In the spot, dozens of furry baby characters from all corners of the animal kingdom are thrust into space from their home planet of Babylandia and are set on a course to be delivered to their new parents on Earth. The project involved dozens of characters, hundreds of shaders, thousands of objects, and 1662 textures. Flexibility and time-saving techniques were key and with Houdini in their pipeline it was no problem to handle such a wide range of assets.
Houdini And The Method Pipeline
Houdini gave Method Studios a means of bringing together CG elements that were generated using other 3D applications to form modular assets that were populated throughout the spot. Because of Houdini’s procedural nature, artists had flexibility to finesse every detail right down to the last minute, bringing everything together without requiring excessive kickbacks to upstream departments.
“Houdini's architecture in combination with Alembic provided us with a stable 'out of the box' pipeline that allowed things to be organized and sharable across the team” says Brian Burke, CG Supervisor. “Controlling and managing scene complexity was fairly straightforward and chaos-free”.
Houdini Fur Tools
This project involved a wide range of cute, furry creatures. Due to the scope of the project many of Method Studio’s artists found themselves working to develop a range of fur looks.
In preparation for this task they created a time-saving ‘grooming’ network template using Houdini’s Fur Tools in order to get these artists up and running right away. That same ‘grooming’ network was then used for the creation each animal’s individual fur look.
“We added a system for publishing versions of the final grooms, as well as a publishing system for fur dynamics using Wire simulations” says Corinne DeOrsay, TD/Lighter at Method. “This kept every asset neat and similarly organized and sped up the grooming and per-shot fur simulation dramatically”.
Pyro FX
For the rocket launch sequence, the team created a procedural setup on one rocket to generate its trail curve and set a path for the volume container to align to. From there, the rockets could be wedged on the farm and within minutes they could generate trails for as many rockets as needed.
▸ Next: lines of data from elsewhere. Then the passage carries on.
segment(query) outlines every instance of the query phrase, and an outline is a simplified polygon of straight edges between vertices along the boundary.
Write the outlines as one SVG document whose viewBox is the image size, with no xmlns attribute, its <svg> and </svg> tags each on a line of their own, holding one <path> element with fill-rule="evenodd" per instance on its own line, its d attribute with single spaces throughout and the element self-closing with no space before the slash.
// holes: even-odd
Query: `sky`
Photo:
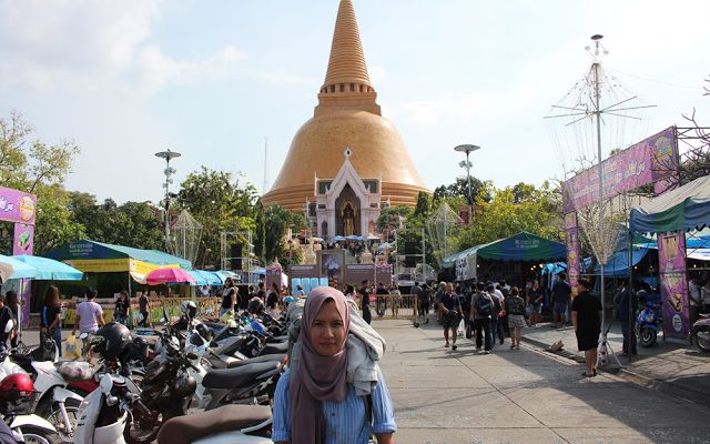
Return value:
<svg viewBox="0 0 710 444">
<path fill-rule="evenodd" d="M 635 103 L 657 105 L 616 127 L 621 139 L 686 125 L 693 108 L 710 125 L 710 2 L 353 3 L 383 115 L 432 190 L 465 174 L 454 151 L 463 143 L 481 147 L 471 174 L 498 188 L 562 179 L 560 158 L 574 149 L 542 118 L 589 70 L 585 47 L 597 33 L 613 81 Z M 158 202 L 164 162 L 154 153 L 165 149 L 182 153 L 172 191 L 205 165 L 261 192 L 313 117 L 337 7 L 0 0 L 0 117 L 18 111 L 32 138 L 78 143 L 65 186 L 100 201 Z"/>
</svg>

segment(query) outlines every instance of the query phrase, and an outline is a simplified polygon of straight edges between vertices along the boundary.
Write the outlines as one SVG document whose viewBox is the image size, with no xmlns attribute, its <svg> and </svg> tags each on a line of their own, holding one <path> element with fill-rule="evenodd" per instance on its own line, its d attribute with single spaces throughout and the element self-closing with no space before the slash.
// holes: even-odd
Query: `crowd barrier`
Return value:
<svg viewBox="0 0 710 444">
<path fill-rule="evenodd" d="M 170 319 L 180 317 L 180 304 L 184 301 L 192 301 L 197 305 L 197 316 L 217 317 L 220 314 L 221 297 L 150 297 L 149 312 L 150 323 L 159 324 L 163 317 L 163 309 Z M 62 309 L 64 326 L 73 326 L 77 320 L 77 297 L 65 301 L 67 306 Z M 115 307 L 115 299 L 97 297 L 94 300 L 103 310 L 103 320 L 105 322 L 113 321 L 113 310 Z M 138 299 L 131 300 L 131 313 L 129 322 L 132 325 L 138 324 L 139 304 Z"/>
</svg>

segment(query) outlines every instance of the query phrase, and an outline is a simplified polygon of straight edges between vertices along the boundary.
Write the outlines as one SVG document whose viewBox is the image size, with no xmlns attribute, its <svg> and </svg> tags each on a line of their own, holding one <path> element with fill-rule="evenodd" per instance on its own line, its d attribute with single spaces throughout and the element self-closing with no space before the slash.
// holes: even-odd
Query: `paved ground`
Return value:
<svg viewBox="0 0 710 444">
<path fill-rule="evenodd" d="M 373 325 L 388 344 L 398 443 L 710 443 L 707 405 L 617 375 L 581 377 L 582 365 L 528 343 L 479 355 L 466 339 L 445 349 L 433 325 Z"/>
</svg>

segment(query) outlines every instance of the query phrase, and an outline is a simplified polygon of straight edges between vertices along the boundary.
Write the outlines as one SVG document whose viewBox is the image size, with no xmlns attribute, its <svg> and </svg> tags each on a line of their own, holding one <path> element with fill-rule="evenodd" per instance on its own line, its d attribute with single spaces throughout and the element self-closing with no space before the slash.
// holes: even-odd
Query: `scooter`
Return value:
<svg viewBox="0 0 710 444">
<path fill-rule="evenodd" d="M 60 444 L 62 438 L 54 426 L 31 413 L 34 393 L 29 375 L 8 375 L 0 382 L 0 415 L 20 443 Z"/>
<path fill-rule="evenodd" d="M 710 314 L 700 314 L 700 319 L 692 324 L 690 343 L 701 352 L 710 353 Z"/>
<path fill-rule="evenodd" d="M 99 377 L 99 389 L 91 392 L 79 407 L 77 444 L 125 444 L 123 433 L 129 414 L 141 408 L 139 389 L 124 376 L 104 373 Z"/>
<path fill-rule="evenodd" d="M 645 347 L 656 345 L 658 329 L 661 324 L 660 306 L 652 302 L 646 302 L 646 306 L 636 319 L 639 344 Z"/>
</svg>

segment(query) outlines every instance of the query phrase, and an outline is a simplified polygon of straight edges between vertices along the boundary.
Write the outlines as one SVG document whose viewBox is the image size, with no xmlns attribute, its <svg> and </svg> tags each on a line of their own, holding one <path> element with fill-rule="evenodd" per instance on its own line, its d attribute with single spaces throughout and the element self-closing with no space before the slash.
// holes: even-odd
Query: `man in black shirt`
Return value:
<svg viewBox="0 0 710 444">
<path fill-rule="evenodd" d="M 368 324 L 373 321 L 373 315 L 369 313 L 369 282 L 363 281 L 363 286 L 359 289 L 361 306 L 363 307 L 363 319 Z"/>
</svg>

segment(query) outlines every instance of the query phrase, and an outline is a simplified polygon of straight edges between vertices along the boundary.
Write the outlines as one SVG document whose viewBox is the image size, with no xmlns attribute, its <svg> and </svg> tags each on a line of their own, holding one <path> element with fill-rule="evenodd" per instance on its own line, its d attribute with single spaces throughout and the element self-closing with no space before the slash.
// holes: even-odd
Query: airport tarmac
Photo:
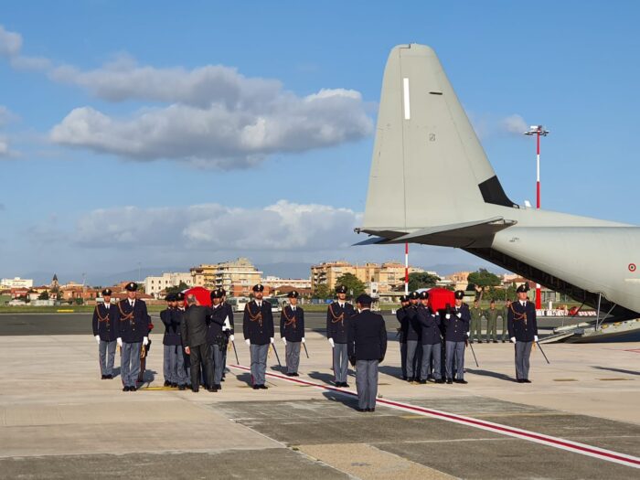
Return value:
<svg viewBox="0 0 640 480">
<path fill-rule="evenodd" d="M 347 392 L 331 387 L 317 332 L 300 382 L 271 354 L 269 389 L 251 389 L 238 342 L 218 393 L 162 387 L 160 334 L 145 384 L 123 392 L 100 379 L 91 336 L 36 333 L 0 336 L 0 478 L 639 476 L 637 343 L 545 346 L 551 364 L 533 352 L 531 384 L 513 382 L 512 346 L 476 345 L 468 385 L 419 385 L 398 378 L 389 341 L 380 402 L 360 413 L 352 374 Z"/>
</svg>

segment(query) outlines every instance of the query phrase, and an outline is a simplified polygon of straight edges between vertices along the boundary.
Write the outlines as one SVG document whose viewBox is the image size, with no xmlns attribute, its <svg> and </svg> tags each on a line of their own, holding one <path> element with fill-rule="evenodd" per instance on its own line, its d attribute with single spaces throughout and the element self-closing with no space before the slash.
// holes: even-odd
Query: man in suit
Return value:
<svg viewBox="0 0 640 480">
<path fill-rule="evenodd" d="M 455 292 L 455 306 L 448 309 L 444 315 L 445 324 L 445 359 L 447 383 L 468 383 L 464 379 L 464 347 L 469 338 L 469 323 L 471 315 L 469 307 L 463 303 L 464 292 Z M 455 375 L 453 374 L 453 357 L 455 357 Z"/>
<path fill-rule="evenodd" d="M 137 389 L 140 373 L 142 347 L 149 345 L 149 315 L 146 304 L 136 298 L 138 285 L 131 282 L 124 289 L 127 298 L 118 304 L 117 342 L 122 348 L 120 372 L 123 378 L 123 391 Z"/>
<path fill-rule="evenodd" d="M 421 368 L 420 383 L 427 383 L 427 379 L 434 379 L 436 383 L 443 383 L 442 379 L 440 336 L 440 315 L 429 306 L 429 292 L 420 293 L 421 304 L 418 307 L 416 321 L 420 324 L 421 344 L 422 346 L 422 365 Z M 433 373 L 431 372 L 432 362 Z"/>
<path fill-rule="evenodd" d="M 264 296 L 264 285 L 253 285 L 253 300 L 244 306 L 242 333 L 251 358 L 253 389 L 267 389 L 266 371 L 269 345 L 273 343 L 272 304 Z"/>
<path fill-rule="evenodd" d="M 98 342 L 100 373 L 101 379 L 113 378 L 113 359 L 117 338 L 118 309 L 112 305 L 112 291 L 102 290 L 102 304 L 96 304 L 93 311 L 93 336 Z"/>
<path fill-rule="evenodd" d="M 378 365 L 387 353 L 387 328 L 382 315 L 371 312 L 372 299 L 366 293 L 356 299 L 358 314 L 349 320 L 347 352 L 356 367 L 357 411 L 375 411 L 378 397 Z"/>
<path fill-rule="evenodd" d="M 528 379 L 529 357 L 533 342 L 538 341 L 536 305 L 527 298 L 528 285 L 523 283 L 516 290 L 517 300 L 507 313 L 507 327 L 511 343 L 516 344 L 516 381 L 531 383 Z"/>
<path fill-rule="evenodd" d="M 396 318 L 400 323 L 398 334 L 400 335 L 400 368 L 402 370 L 402 379 L 407 379 L 407 334 L 409 332 L 409 317 L 407 308 L 409 307 L 409 295 L 400 296 L 400 307 L 396 311 Z"/>
<path fill-rule="evenodd" d="M 185 353 L 191 362 L 191 391 L 197 392 L 200 387 L 200 367 L 204 370 L 205 383 L 209 391 L 213 391 L 213 372 L 211 356 L 207 341 L 208 316 L 213 313 L 211 308 L 197 304 L 196 295 L 187 295 L 188 308 L 185 311 L 180 328 Z"/>
<path fill-rule="evenodd" d="M 334 378 L 336 387 L 348 387 L 348 357 L 347 352 L 347 335 L 349 318 L 355 315 L 353 305 L 347 302 L 347 287 L 336 287 L 337 300 L 326 309 L 326 337 L 329 339 L 333 354 Z"/>
<path fill-rule="evenodd" d="M 284 342 L 288 377 L 299 376 L 300 347 L 304 343 L 304 311 L 298 306 L 299 295 L 295 290 L 289 292 L 289 304 L 280 314 L 280 336 Z"/>
</svg>

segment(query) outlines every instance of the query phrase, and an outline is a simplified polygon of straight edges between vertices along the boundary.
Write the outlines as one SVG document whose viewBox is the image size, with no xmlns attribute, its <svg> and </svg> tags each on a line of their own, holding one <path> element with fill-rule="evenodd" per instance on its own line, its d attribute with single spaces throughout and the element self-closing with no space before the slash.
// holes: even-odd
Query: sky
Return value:
<svg viewBox="0 0 640 480">
<path fill-rule="evenodd" d="M 0 277 L 402 261 L 401 246 L 350 245 L 387 56 L 410 42 L 435 49 L 511 199 L 535 204 L 521 130 L 542 123 L 542 207 L 639 224 L 639 14 L 632 1 L 0 4 Z M 411 261 L 486 265 L 426 246 Z"/>
</svg>

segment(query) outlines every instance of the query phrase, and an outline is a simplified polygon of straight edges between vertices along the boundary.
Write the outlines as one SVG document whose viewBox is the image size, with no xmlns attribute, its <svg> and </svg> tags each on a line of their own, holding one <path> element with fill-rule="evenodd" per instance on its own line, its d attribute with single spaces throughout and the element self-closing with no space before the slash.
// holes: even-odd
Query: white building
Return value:
<svg viewBox="0 0 640 480">
<path fill-rule="evenodd" d="M 0 286 L 6 288 L 32 288 L 33 280 L 27 278 L 3 278 L 0 280 Z"/>
<path fill-rule="evenodd" d="M 193 277 L 187 272 L 163 273 L 161 277 L 146 277 L 144 279 L 144 293 L 157 297 L 158 293 L 165 288 L 176 287 L 184 282 L 187 285 L 193 286 Z"/>
</svg>

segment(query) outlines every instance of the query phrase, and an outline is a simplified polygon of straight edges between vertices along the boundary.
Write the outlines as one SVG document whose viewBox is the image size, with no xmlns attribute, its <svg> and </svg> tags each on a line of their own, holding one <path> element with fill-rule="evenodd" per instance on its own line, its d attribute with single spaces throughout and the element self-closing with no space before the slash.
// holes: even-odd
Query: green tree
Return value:
<svg viewBox="0 0 640 480">
<path fill-rule="evenodd" d="M 344 273 L 337 277 L 336 285 L 347 287 L 347 294 L 356 298 L 360 293 L 365 293 L 365 284 L 353 273 Z"/>
<path fill-rule="evenodd" d="M 438 275 L 432 275 L 426 272 L 414 272 L 409 274 L 409 291 L 414 292 L 420 288 L 432 288 L 437 282 L 440 282 Z"/>
<path fill-rule="evenodd" d="M 469 273 L 469 278 L 467 280 L 469 283 L 474 283 L 476 288 L 480 289 L 480 298 L 478 299 L 480 302 L 488 287 L 496 287 L 502 283 L 500 277 L 496 273 L 492 273 L 485 268 L 481 268 L 477 272 Z"/>
</svg>

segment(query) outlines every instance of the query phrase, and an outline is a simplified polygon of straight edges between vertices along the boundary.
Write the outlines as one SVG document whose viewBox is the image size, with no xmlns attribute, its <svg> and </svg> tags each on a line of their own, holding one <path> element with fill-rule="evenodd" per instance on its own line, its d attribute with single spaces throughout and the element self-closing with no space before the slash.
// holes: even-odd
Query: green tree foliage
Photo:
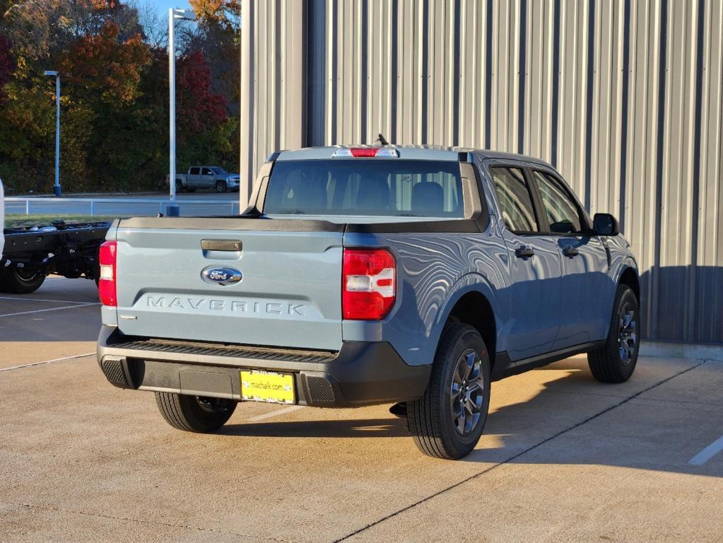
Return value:
<svg viewBox="0 0 723 543">
<path fill-rule="evenodd" d="M 200 10 L 177 56 L 179 170 L 194 163 L 236 169 L 238 7 L 215 4 Z M 67 192 L 161 183 L 168 163 L 168 51 L 157 34 L 148 37 L 145 18 L 135 4 L 115 0 L 0 0 L 0 176 L 14 193 L 51 190 L 55 85 L 46 69 L 61 73 Z"/>
</svg>

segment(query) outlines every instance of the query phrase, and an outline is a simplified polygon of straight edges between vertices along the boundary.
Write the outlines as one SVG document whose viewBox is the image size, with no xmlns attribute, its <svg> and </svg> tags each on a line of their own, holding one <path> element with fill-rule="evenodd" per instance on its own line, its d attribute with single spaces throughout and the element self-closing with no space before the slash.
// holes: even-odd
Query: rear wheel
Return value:
<svg viewBox="0 0 723 543">
<path fill-rule="evenodd" d="M 419 449 L 450 460 L 469 454 L 484 429 L 489 383 L 489 356 L 479 333 L 469 325 L 448 325 L 427 390 L 406 403 L 407 423 Z"/>
<path fill-rule="evenodd" d="M 639 347 L 638 298 L 629 286 L 619 285 L 607 341 L 602 349 L 588 353 L 593 377 L 602 382 L 627 381 L 635 371 Z"/>
<path fill-rule="evenodd" d="M 155 393 L 155 403 L 171 426 L 202 434 L 223 426 L 234 414 L 237 403 L 234 400 L 165 392 Z"/>
<path fill-rule="evenodd" d="M 40 288 L 44 281 L 45 275 L 39 272 L 6 268 L 0 271 L 0 291 L 29 294 Z"/>
</svg>

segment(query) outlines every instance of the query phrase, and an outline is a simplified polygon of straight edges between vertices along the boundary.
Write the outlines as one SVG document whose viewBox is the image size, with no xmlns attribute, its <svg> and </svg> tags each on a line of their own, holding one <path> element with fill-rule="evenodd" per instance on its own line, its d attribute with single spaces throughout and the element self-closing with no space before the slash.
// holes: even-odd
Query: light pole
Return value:
<svg viewBox="0 0 723 543">
<path fill-rule="evenodd" d="M 53 185 L 53 194 L 60 196 L 60 74 L 46 70 L 45 74 L 55 76 L 55 184 Z"/>
<path fill-rule="evenodd" d="M 168 87 L 169 87 L 169 120 L 168 134 L 170 144 L 170 171 L 168 189 L 171 191 L 171 201 L 176 200 L 176 45 L 174 41 L 174 28 L 176 20 L 195 20 L 192 9 L 168 9 Z M 166 208 L 168 215 L 178 215 L 178 206 L 169 205 Z"/>
</svg>

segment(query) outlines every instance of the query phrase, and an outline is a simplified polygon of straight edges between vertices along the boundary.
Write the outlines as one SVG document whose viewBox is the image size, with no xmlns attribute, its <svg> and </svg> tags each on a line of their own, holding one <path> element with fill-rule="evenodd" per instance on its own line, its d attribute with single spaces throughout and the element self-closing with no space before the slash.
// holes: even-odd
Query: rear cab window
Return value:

“For the launch shot we took advantage of the power of Houdini’s Pyro FX solver” remarks Jonathan Vaughn, Lead FX Artist. “We ran a couple of hero sims which were then instanced to provide a much denser effect. For the rocket trails and base launch smoke, we used Houdini’s Pyro FX clustering”.
Clouds
To develop the cloud shots, initial shapes were setup and defined using metaballs. In later stages the clouds were sampled in CVEX, advected through noise patterns and then sculpted into clouds. In this process, artists were given an option to sample low resolution CVEX volumes if more accurate visualization was required in the viewport.
"This type of setup kept the scene light while providing Mantra with infinite volume detail” says Tomas Zaveckas, Lead FX Artist.
Water
Because of Houdini's flexible workflow, Method Studios was able to develop a custom water surface deformer that could fit the project's needs in only a few days. The limitless combinations of deformation techniques available using vex operators (VOPs) along with the speed of compiled VEX execution allowed them to rapidly prototype a mesh deformation system without having to write a plugin, as necessary with other software packages.